Als preisliche Empfehlung für den Gelegenheitsnutzer gilt daher eine Putzfräse von einem Preis, der 100 Euro keinesfalls überschreiten darf. Die in dieser Preisklasse angebotenen Geräte genügen den Anforderungen des Gelegenheitsnutzers optimal.

Die Putzfräse für den Heimwerker

Beim Heimwerker handelt es sich bereits um den sogenannten semi-professionellen Einsatz. Dies hat im Allgemeinen zwei unterschiedliche Gründe. Einerseits werden durch den Heimwerker mit der Putzfräse bereits größere Flächen bearbeitet, andererseits benutzt er das Gerät auch regelmäßig.

Hier müssen demzufolge Qualität, Ausstattungsmerkmale und auch der Lieferumfang für das Zubehör stimmen. Der Preis ist schon ein deutlich untergeordnetes Kaufkriterium. Auch die Leistungscharakteristika der Putzfräse spielen beim semi-professionellen Einsatz durch den Heimwerker eine wichtige Rolle.
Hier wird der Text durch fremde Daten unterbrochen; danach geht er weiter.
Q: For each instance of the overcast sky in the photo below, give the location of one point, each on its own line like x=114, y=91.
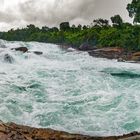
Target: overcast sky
x=19, y=13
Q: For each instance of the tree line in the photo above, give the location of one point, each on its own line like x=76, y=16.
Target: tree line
x=100, y=33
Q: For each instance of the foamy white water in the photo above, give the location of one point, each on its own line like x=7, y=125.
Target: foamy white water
x=69, y=91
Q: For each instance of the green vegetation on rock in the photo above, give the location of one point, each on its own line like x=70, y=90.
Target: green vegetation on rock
x=100, y=33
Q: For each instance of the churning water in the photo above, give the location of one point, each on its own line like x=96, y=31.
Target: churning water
x=68, y=90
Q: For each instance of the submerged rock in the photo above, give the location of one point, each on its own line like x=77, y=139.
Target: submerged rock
x=37, y=52
x=11, y=131
x=110, y=52
x=8, y=58
x=86, y=47
x=21, y=49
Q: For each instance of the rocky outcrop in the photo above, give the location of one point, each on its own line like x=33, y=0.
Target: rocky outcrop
x=135, y=57
x=11, y=131
x=86, y=47
x=21, y=49
x=110, y=53
x=8, y=58
x=37, y=52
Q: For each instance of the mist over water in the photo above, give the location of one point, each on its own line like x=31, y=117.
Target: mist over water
x=68, y=90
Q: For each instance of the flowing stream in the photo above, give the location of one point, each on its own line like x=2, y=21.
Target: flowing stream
x=68, y=90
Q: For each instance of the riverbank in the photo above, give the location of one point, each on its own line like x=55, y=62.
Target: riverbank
x=12, y=131
x=121, y=54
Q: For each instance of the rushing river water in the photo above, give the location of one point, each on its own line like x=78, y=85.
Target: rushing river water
x=68, y=90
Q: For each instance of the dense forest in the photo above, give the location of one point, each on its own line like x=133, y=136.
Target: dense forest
x=100, y=33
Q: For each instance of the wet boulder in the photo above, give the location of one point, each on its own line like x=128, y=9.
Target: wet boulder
x=8, y=58
x=86, y=47
x=109, y=52
x=21, y=49
x=37, y=52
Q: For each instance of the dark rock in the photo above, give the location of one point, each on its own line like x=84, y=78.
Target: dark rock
x=86, y=47
x=38, y=53
x=8, y=58
x=110, y=52
x=22, y=49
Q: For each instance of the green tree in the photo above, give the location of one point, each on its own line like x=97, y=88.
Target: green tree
x=101, y=22
x=117, y=20
x=134, y=10
x=64, y=26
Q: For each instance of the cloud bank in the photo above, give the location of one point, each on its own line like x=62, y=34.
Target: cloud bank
x=19, y=13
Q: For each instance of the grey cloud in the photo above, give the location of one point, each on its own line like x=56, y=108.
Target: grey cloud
x=57, y=11
x=53, y=12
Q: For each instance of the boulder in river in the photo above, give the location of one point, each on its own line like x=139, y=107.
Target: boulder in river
x=109, y=52
x=135, y=56
x=8, y=58
x=86, y=47
x=37, y=52
x=21, y=49
x=11, y=131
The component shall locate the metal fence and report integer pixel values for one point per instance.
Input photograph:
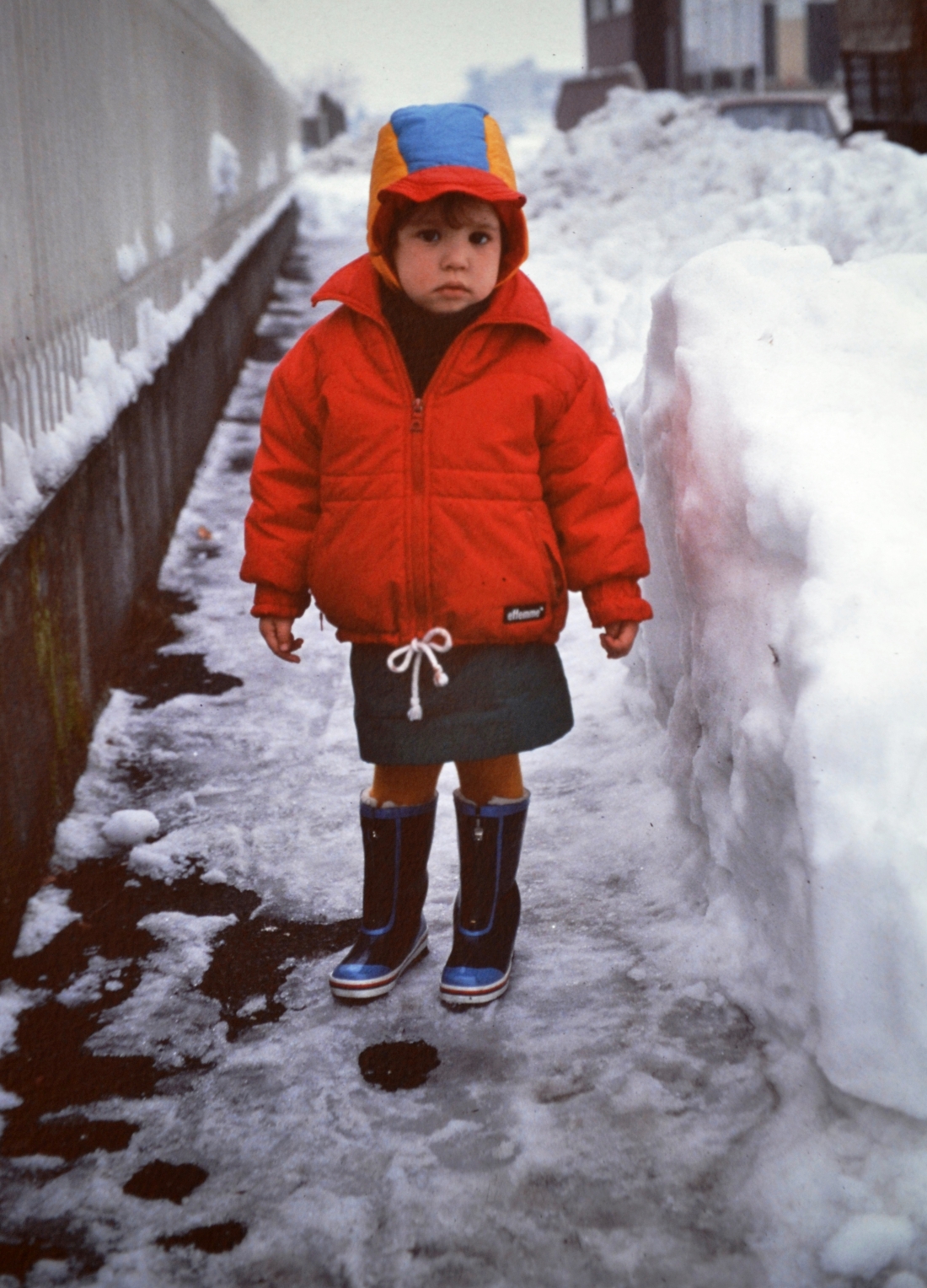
(137, 138)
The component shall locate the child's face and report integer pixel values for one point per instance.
(443, 270)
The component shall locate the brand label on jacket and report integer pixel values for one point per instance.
(524, 614)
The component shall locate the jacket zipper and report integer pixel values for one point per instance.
(419, 518)
(420, 572)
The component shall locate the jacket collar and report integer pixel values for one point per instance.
(517, 302)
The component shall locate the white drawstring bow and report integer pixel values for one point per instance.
(412, 653)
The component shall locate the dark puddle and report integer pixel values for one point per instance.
(207, 1238)
(54, 1073)
(19, 1258)
(160, 1180)
(251, 960)
(160, 676)
(398, 1065)
(51, 1068)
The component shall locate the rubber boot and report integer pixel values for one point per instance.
(488, 904)
(393, 936)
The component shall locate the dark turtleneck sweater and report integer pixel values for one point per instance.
(424, 338)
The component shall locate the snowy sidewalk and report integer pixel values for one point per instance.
(217, 1119)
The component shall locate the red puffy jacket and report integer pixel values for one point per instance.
(473, 507)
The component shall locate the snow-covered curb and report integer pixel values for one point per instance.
(110, 383)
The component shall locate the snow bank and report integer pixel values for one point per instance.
(111, 382)
(780, 426)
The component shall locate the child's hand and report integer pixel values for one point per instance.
(619, 638)
(277, 633)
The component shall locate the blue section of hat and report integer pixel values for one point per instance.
(441, 134)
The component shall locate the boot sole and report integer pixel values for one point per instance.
(475, 996)
(383, 985)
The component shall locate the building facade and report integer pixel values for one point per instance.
(716, 46)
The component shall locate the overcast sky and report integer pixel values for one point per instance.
(407, 51)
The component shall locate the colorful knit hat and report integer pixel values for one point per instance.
(424, 153)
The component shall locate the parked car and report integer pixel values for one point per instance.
(812, 111)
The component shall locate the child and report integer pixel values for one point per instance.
(438, 465)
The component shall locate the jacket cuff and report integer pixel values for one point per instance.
(616, 600)
(273, 602)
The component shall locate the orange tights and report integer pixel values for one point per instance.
(480, 780)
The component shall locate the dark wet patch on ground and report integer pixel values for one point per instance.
(158, 676)
(53, 1072)
(207, 1238)
(17, 1258)
(268, 348)
(398, 1065)
(241, 463)
(160, 1180)
(251, 960)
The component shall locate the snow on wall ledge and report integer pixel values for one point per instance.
(111, 382)
(780, 427)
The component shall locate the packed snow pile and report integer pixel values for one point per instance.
(635, 191)
(780, 427)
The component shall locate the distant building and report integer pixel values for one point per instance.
(327, 120)
(801, 43)
(702, 46)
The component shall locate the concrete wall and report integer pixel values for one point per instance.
(137, 137)
(67, 587)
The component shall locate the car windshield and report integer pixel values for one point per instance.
(782, 116)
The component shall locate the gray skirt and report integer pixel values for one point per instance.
(502, 698)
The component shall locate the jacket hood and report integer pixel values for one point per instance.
(424, 153)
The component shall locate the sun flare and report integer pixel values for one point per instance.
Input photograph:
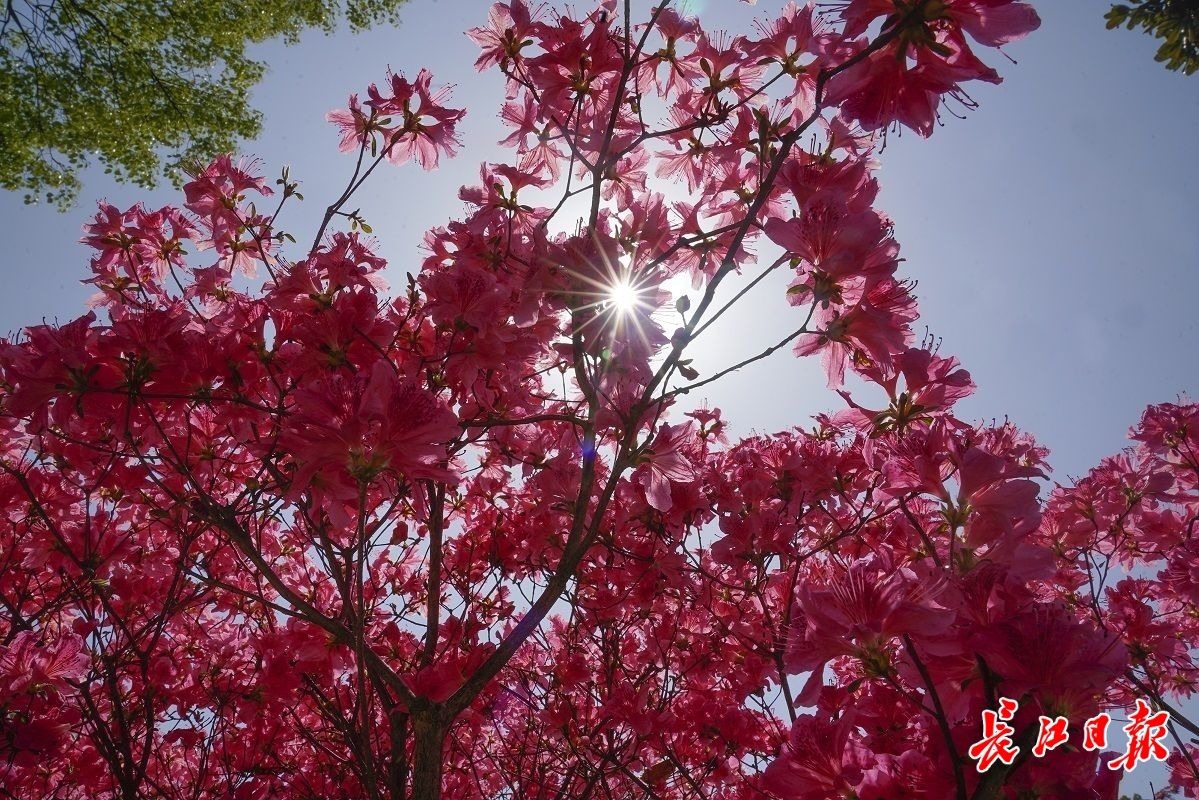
(622, 296)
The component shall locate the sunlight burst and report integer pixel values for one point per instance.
(624, 296)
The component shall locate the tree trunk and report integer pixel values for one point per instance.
(428, 743)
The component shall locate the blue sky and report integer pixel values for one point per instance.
(1053, 232)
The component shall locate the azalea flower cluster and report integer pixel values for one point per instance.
(302, 535)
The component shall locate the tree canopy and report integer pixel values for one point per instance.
(1174, 22)
(299, 536)
(139, 86)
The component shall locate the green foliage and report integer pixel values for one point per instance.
(1174, 22)
(139, 85)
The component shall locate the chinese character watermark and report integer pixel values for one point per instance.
(1145, 731)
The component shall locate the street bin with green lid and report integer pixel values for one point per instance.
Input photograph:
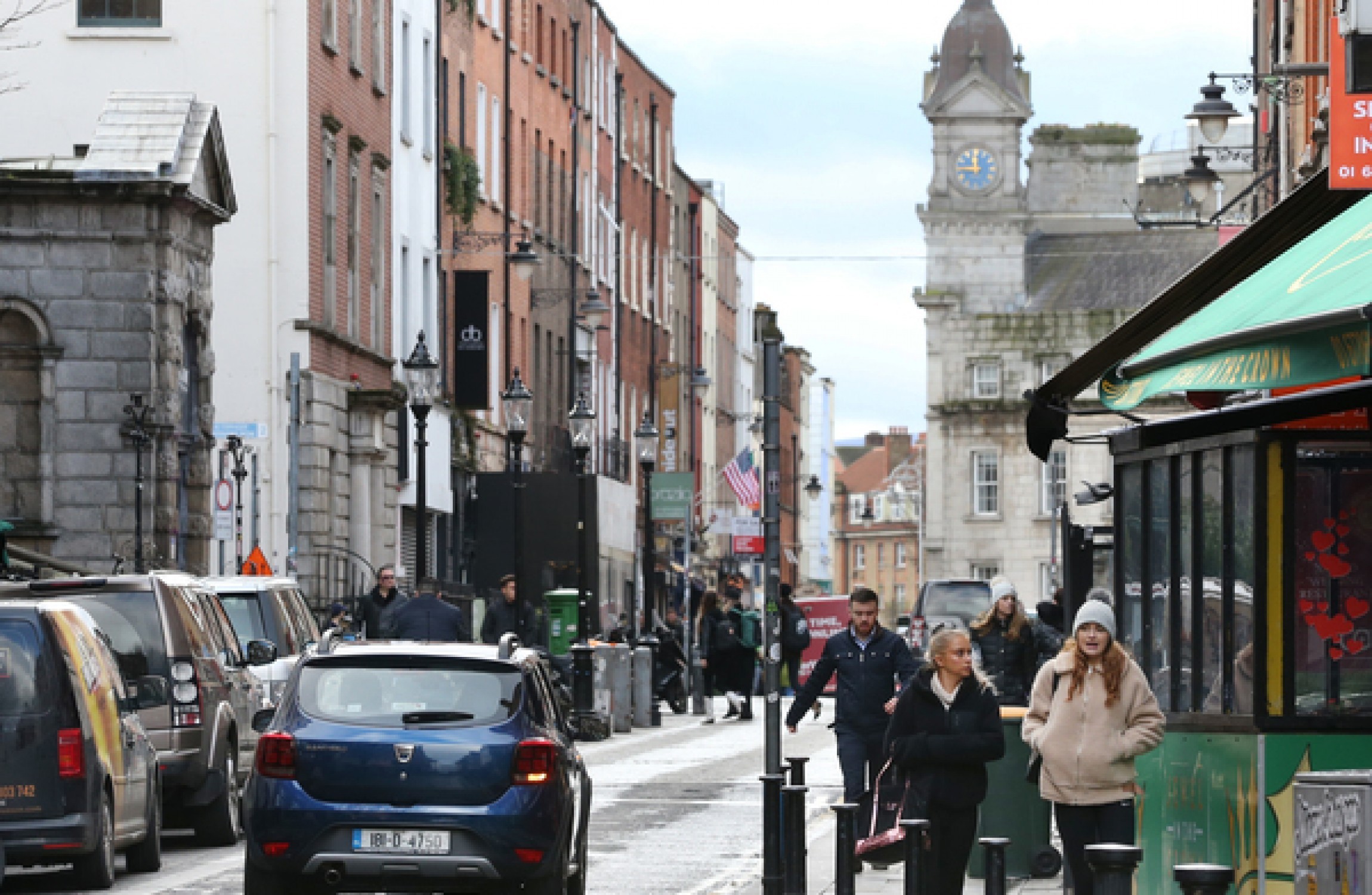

Da der Heimwerker bei seiner regelmäßigen Arbeit mit der Putzfräse bereits gut voran kommen und auch entsprechend lange Freude an dem Gerät haben möchte, gilt als Preisempfehlung der Kauf einer Putzfräse innerhalb eines preislichen Rahmens von 100 Euro bis zu 300 Euro. Hierbei handelt es sich um eine sinnvolle Investition für komplexere Bau- und Sanierungsvorhaben und auch zur längerfristigen Nutzung.

Die Putzfräse für den Profi

Die Putzfräse, welche der Profi beispielsweise auf einer gewerblichen Baustelle nutzt, muss sich auch härtesten Anforderungen im Alltag des Handwerkers als gewachsen erweisen. Außerdem muss das Gerät für den Profi praktisch auch in jeder nur denkbaren Situation optimal funktionieren. Hier stehen insbesondere Langlebigkeit, Zuverlässigkeit, aber auch technische Ausstattung und Leistungsparameter der Putzfräse bei der Anschaffung im Fokus. Von einer Putzfräse für den professionellen Einsatz auf einer Baustelle wird völlig zu Recht erwartet, dass sie über viele Jahre hinweg möglichst zuverlässig funktioniert. Demzufolge ist der Profi auch bereit, eine entsprechend hohe Summe an Geld in die Anschaffung seiner Putzfräse zu investieren. Solche Geräte, die den hier skizzierten Anforderungen genügen, sind leider auch entsprechend teuer.

Als preisliche Empfehlung für die Anschaffung einer Putzfräse zur gewerblichen und professionellen Nutzung gilt daher ein minimaler Preis von 500 Euro. Eine solche teure Putzfräse bietet dann jedoch die Gewähr, selbst härtesten professionellen Anforderungen stets gewachsen zu sein.